976 O Símbolo dos Apóstolos liga a fé no perdão dos pecados à fé no Espírito Santo, mas também à fé na Igreja e na comunhão dos santos. Foi ao dar o Espírito Santo aos Apóstolos que Cristo ressuscitado lhes transmitiu o seu próprio poder divino de perdoar os pecados: «Recebei o Espírito Santo: àqueles a quem perdoardes os pecados, ser-lhes-ão perdoados; e àqueles a quem os retiverdes, ser-lhes-ão retidos» (Jn 20,22-23).
A segunda parte do Catecismo tratará expressamente do perdão dos pecados por meio do Baptismo, do sacramento da Penitência e dos outros sacramentos, sobretudo da Eucaristia. Por isso, basta evocar aqui brevemente alguns dados fundamentais).

I. Um só Baptismo para a remissão dos pecados


977 Nosso Senhor ligou o perdão dos pecados à fé e ao Baptismo: «Ide por todo o mundo e proclamai a Boa-Nova a todas as criaturas. Quem acreditar e for baptizado será salvo» (Mc 16,15-16). O Baptismo é o primeiro e principal sacramento do perdão dos pecados, porque nos une a Cristo, que morreu pelos nossos pecados e ressuscitou para a nossa justificação (546), a fim de que «também nós vivamos numa vida nova» (Rm 6,4).
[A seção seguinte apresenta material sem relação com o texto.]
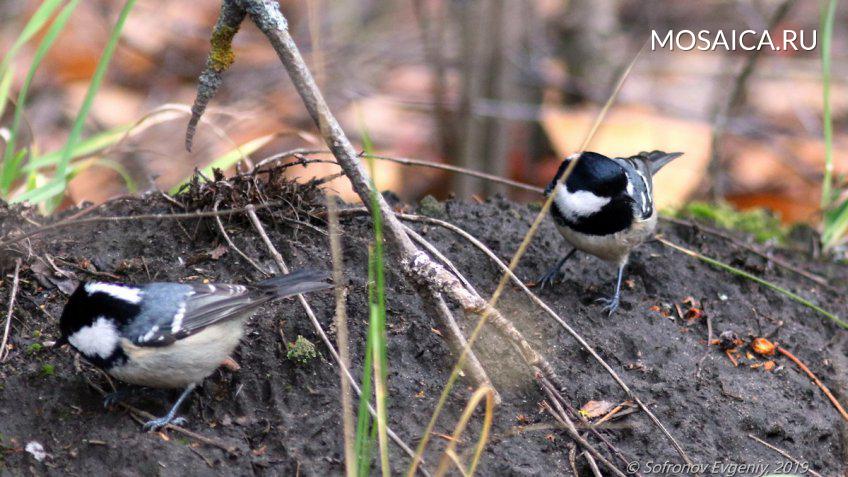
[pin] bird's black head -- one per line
(595, 173)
978 «No momento em que fazemos a nossa primeira profissão de fé, ao receber o santo Baptismo que nos purifica, o perdão que recebemos é tão pleno e total que não fica absolutamente nada por apagar, quer da falta original, quer das faltas cometidas de própria vontade por acção ou omissão; nem qualquer pena a suportar para as expiar [...]. Mas apesar disso, a graça do Baptismo não isenta ninguém de nenhuma das enfermidades da natureza. Pelo contrário, resta-nos ainda combater os movimentos da concupiscência, que não cessam de nos arrastar para o mal» (547).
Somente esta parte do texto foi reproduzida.